Huh? To begin with, in general political scientists—with very few exceptions—don’t believe all actors are purely rational; in Herbert Simon’s terms, actors are boundedly rational. It isn’t just political scientists who believe this—contemporary psychologists and economists also use Simon’s conception of bounded rationality and satisficing (the idea that people don’t choose among all available options, but rather choose the first one that they encounter that is minimally satisfactory) to explain decison-making, as well as more modern ideas.
For another thing, political scientists recognize that “ideas” and “values” have utility to rational actors. Quantifying these things is hard, and perhaps sometimes it is simpler to retreat to the realm of relative capabilities and force projection ability (to name two favorite variables of my friends that study international relations using data from the Correlates of War project), but to blanket the entire discipline with a critique that perhaps only applies to the most hardcore CoW junkie (and doesn’t even discuss the contributions of the political behavior field to the understanding of how citizens in democratic societies make voting and other political decisions or elite decision-making processes—not all political science goes on in the halls of ISA) seems awfully, and dangerously, simplistic.

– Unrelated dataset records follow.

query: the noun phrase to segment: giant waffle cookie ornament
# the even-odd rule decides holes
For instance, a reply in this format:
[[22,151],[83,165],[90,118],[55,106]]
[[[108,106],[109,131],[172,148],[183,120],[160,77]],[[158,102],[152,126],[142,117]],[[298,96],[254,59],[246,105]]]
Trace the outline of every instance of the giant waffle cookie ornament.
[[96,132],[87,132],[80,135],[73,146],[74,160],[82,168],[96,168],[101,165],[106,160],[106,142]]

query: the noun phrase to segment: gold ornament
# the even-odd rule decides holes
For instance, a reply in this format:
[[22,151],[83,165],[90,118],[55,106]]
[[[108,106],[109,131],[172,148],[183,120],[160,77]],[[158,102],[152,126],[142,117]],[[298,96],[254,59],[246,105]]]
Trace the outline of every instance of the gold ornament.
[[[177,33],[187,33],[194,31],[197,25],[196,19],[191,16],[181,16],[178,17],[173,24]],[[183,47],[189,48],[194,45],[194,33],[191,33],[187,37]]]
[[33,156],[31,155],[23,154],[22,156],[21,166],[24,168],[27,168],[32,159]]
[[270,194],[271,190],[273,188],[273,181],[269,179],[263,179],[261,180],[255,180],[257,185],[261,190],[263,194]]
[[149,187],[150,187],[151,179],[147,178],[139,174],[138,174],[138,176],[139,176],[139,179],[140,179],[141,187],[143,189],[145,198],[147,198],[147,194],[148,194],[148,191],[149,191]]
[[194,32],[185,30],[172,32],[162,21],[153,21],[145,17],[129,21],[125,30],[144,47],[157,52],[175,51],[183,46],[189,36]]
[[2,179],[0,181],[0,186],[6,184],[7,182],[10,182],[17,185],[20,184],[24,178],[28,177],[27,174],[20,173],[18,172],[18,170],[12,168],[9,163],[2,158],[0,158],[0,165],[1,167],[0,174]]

Josh Chafetz, one of David’s partners in crime at OxBlog, has some good points (partially in David’s defense and partially critical) and usefully distinguishes between rational choice theorists and empiricists. But, honestly I’m not sure there are that many “universalist” rat choicers out there; I know a few, and they mostly lurk on the edge between political science and economics. Perhaps that perception reflects my training in the behaviorist (Michigan) tradition, though. But in general the ones I’ve met aren’t hostile to empirical testing of their ideas; it’s just not what they personally find interesting.
As for Josh’s snarky aside, “when The Clash of Civilizations is widely mistaken for a good work of political culture analysis, the field is in trouble,” all I can say is: Heh.